Well if it's not, then honestly neither are the vast majority of the albums in the genre. Countless  black metal records have been made by people copying the classics without really being able to harness what made them great. That feeling, as Sherlock might call it, is what makes an album stand the test of time and become legendary, not what makes an album black metal to begin with. Hellig Usvart is a black metal album, it's just not a particularly memorable one. It's less of a true heir to Live in Leipzig and more along the lines of the more forgettable 90s releases (Thirst's The Might of the Pagan Belief  or Mastiphal's Sowing Profane Seed come to mind). If it had been a Satanic album, it would have been pretty thorougly uninteresting.

There are those who would say that Satanism is the entire point, however, and that no amount of raw guitars or anguished shrieks can make an album black metal if it's not glorifying the Devil. Euronymous held this position, at least for a period of time, and a certain subset of black metal artists and fans have historically agreed. Said Arioch of Funeral Mist in an interview with Slayer Magazine in 2000, "A band that claims to play black metal must always have Satanism and nothing but Satanism as the highest priority in their music and concept as well as in their personal lives." Erik Danielsson of Watain remarked in 2013, speaking of his own band, “Our whole anatomy, our bones and our spine all relate to one same source: the Satanic ideal. It is diabolical music with a magikal and transcendental intent.
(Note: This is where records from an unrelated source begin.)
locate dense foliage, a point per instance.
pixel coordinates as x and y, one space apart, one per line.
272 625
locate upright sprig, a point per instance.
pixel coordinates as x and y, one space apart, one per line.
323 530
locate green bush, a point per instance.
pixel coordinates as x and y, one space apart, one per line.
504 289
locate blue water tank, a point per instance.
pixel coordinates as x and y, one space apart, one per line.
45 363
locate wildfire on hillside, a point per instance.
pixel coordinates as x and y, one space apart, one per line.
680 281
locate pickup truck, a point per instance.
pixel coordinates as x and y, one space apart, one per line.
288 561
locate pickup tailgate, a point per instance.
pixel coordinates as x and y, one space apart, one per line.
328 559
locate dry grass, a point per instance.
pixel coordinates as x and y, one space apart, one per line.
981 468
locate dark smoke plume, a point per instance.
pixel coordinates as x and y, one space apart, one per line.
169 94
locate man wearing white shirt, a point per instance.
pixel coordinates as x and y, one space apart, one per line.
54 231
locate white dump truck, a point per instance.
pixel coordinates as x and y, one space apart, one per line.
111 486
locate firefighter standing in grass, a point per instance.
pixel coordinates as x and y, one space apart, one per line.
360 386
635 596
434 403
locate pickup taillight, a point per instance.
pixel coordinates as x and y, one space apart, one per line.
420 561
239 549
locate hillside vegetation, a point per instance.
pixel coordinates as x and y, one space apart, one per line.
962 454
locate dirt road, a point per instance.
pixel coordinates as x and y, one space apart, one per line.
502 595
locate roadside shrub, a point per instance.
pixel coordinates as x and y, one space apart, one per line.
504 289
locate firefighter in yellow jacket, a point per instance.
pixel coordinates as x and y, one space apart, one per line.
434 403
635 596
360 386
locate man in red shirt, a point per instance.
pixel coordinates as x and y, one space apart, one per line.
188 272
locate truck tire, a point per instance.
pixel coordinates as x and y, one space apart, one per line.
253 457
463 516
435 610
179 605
And that to me is very much what defines a black metal band.”

So Immortal and Summoning aren't black metal, two bands who, as mentioned earlier, completely avoided any Satanic or antireligious themes and still became seminal bands in the genre's history? According to Abbath, one of Immortal's founding members, “The Satan part of black metal has never been our true belief. We follow our own path.”

Satyr of Satyricon, who remembers many nights debating philosophy with Euronymous in the  Helvete shop, concurs. “At no point did I ever say I was a devil-worshipper or a Satanist. Rather, the contrary, I said that it was too primitive and wasn’t my cup of tea, and that it was just religion organised in a slightly more loose way than other forms of religion.”

While I'm not denying Satanism's obvious importance to both the founding and contiued existence of the black metal genre, the idea that diabolical beliefs were or are a prerequesite for making “legitimate' black metal has obviously in no way been a universal notion (again, try to claim today that Immortal aren't black metal, as Euronymous once did). So Sherlock might claim black metal must necessarily be “anti-God,” but many even in the original scene would have disagreed with him.

Especially since Satyr continues, “Many of those people weren’t really into it either, but pretended they were because Euronymous of Mayhem told them to.”

Interesting. We find this accusation echoed by other people involved in the scene during that time. Metallion, editor of Slayer magazine, stated in Lords of Chaos, “I don't think Satanism has been that important besides being a flirtation with the occult symbols and as a concept for the lyrics...I think very few black metal musicians are involved in the secrets of the black arts. Of course some are, but they keep it to themselves.” M. W. Daoloth of the Greek black metal band Necromantia called the majority of Satanism in black metal for “shock value,” and describes genuine practicioners as “few,” while admitting that some of those did end up in prominent bands.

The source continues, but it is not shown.